The potty training hack Kristen Bell used to help her 5-year-old out of diapers
No more night diapers.
A couple of months ago Kristen Bell practically broke the internet when she publicly shared that her 5-year-old daughter was still wearing diapers at night. As Motherly reported at the time, every kid is different and every potty training experience is different, but the internet did what it does and a controversy was born.
People chimed in with all sorts of parenting and potty training tips for Bell, but in a recent interview with Today’s Parent, the celebrity mama and her husband, Dax Shepard, explained that their youngest is now done with diapers at night—so now the tables have turned and they’ve got a parenting hack to share back to the internet.
“You know what we have to do? We wake her up at about 11 p.m. when she’s like a zombie and put her on the toilet,” Bell told Today’s Parent.
Shepard added: “Yeah, we put a wet spaghetti noodle on the toilet once a night.”
According to the couple, their youngest was out of diapers a couple of weeks after the whole internet controversy, but not because of so much unsolicited advice. It was simply because she was ready.
“The Twitterverse was kind of mom-shaming me, which I’m not interested in,” said Bell. “So I kept responding with the same thing: ‘Every child is different,’ which they are. And yes, I have a five-and-a-half-year-old who still sometimes wets the bed and that’s OK! But she’s getting there.”
She continued: “I think it’s really normal and no one should feel ashamed if their kid has an irregular pattern for potty training. And if you want to try this 11 o’clock make-them-pee trick, great, there’s no shame in any of it. Sometimes it takes kids until they’re even older than five! But I’ve never met a high-schooler who pees their pants all day. It’s going to stop at some point.”
Experts agree. “In preschool, about 20% of children have daytime incontinence. But, only 5% of teenagers have these symptoms,” says pediatric nephrologist Dr. Charles Kwon of the Cleveland Clinic.
But before you decide if Bell’s trick will work for you it is worth seeking the advice of a medical professional, because according to Kwon and pediatric urologist Dr. Audrey Rhee, waking up children to urinate at night is not recommended.
These Cleveland Clinic specialists say, “Randomly waking up a child at night and asking them to urinate on demand isn’t the answer…It will only lead to more sleeplessness and frustration.”
So what is the answer? Here are the potty-training tips Kwon and Rhee recommend:
- Try an earlier bedtime… your child may be such a deep sleeper because they are not getting enough sleep.
- Schedule a bathroom break right before they go to bed.
- Figure out if your child is constipated.

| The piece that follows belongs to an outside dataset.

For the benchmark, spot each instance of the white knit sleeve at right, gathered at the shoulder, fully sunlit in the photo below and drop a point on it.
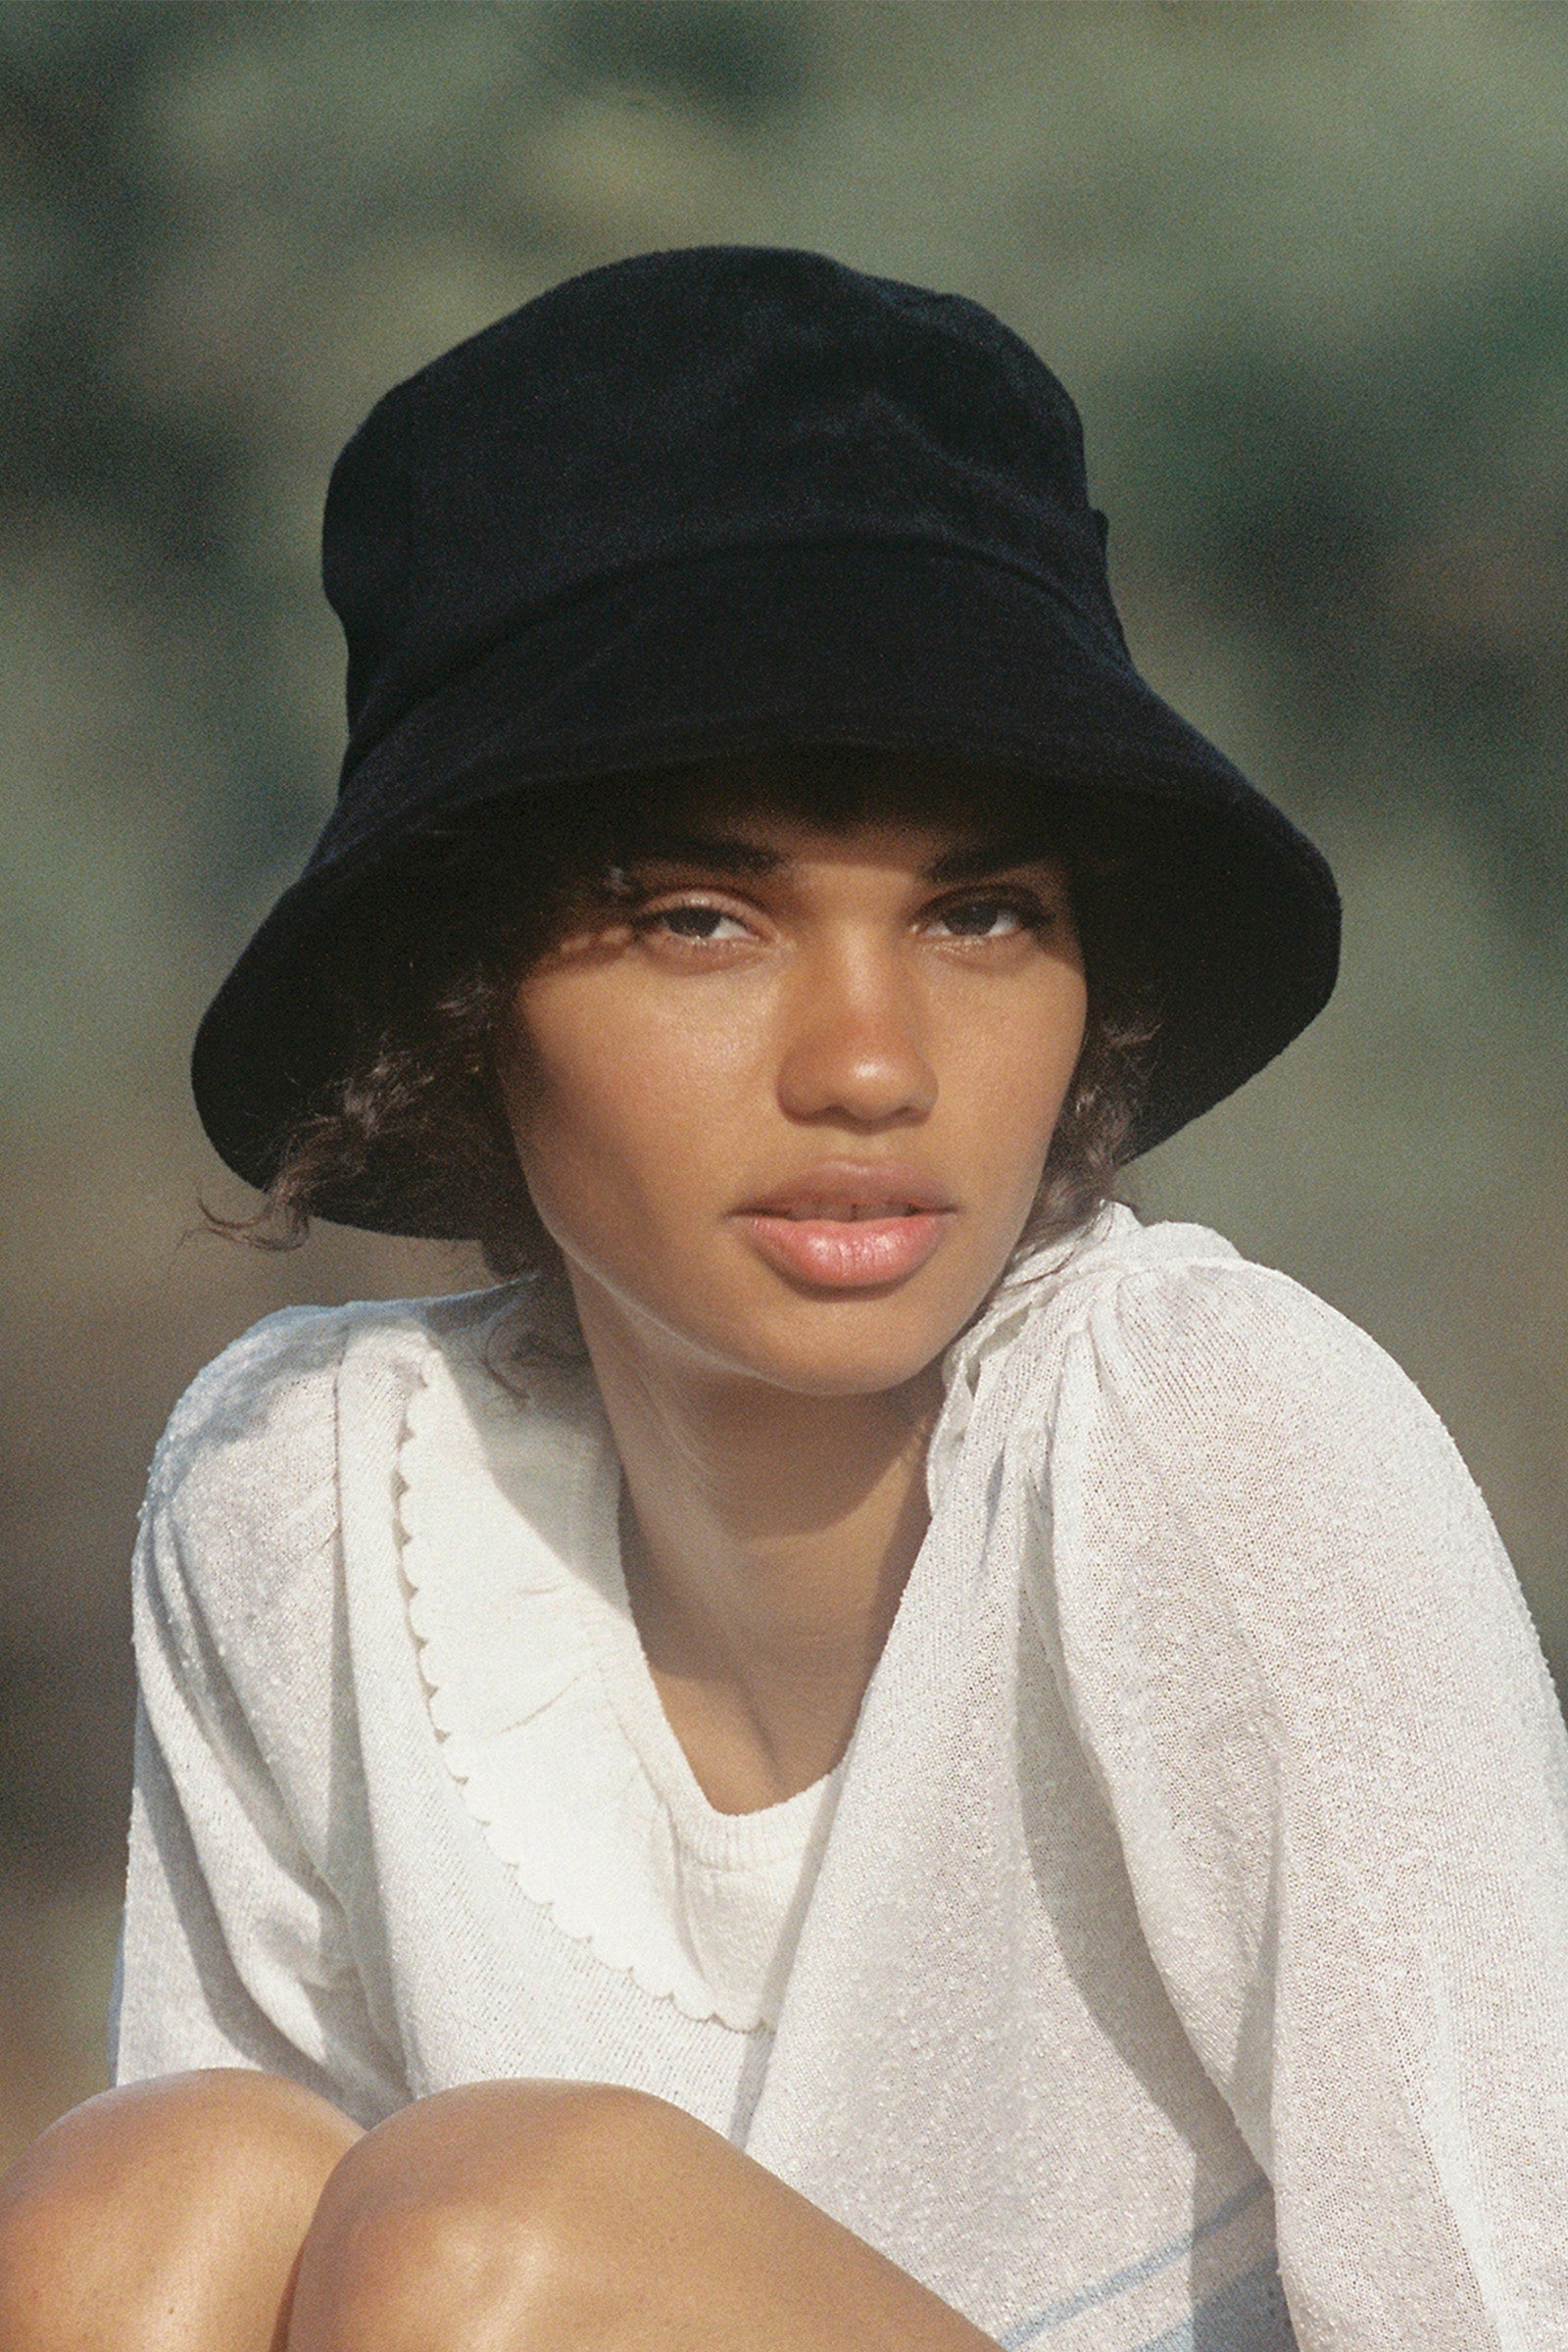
(1311, 1690)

According to the Cleveland Clinic, about 33% of kids who wet the bed are actually constipated (the rectum is right behind the bladder so constipation can seem as a bladder problem) but they are unable to identify that as the source of their issue.
Whatever you do, remember that Kristen Bell is right about all kids being different. Your doctor can make recommendations to help, but there is no set schedule for ending bed-wetting or getting out of diapers. It could happen today, or (like in Bell’s case) two weeks from now. But have hope, mama. They will get this.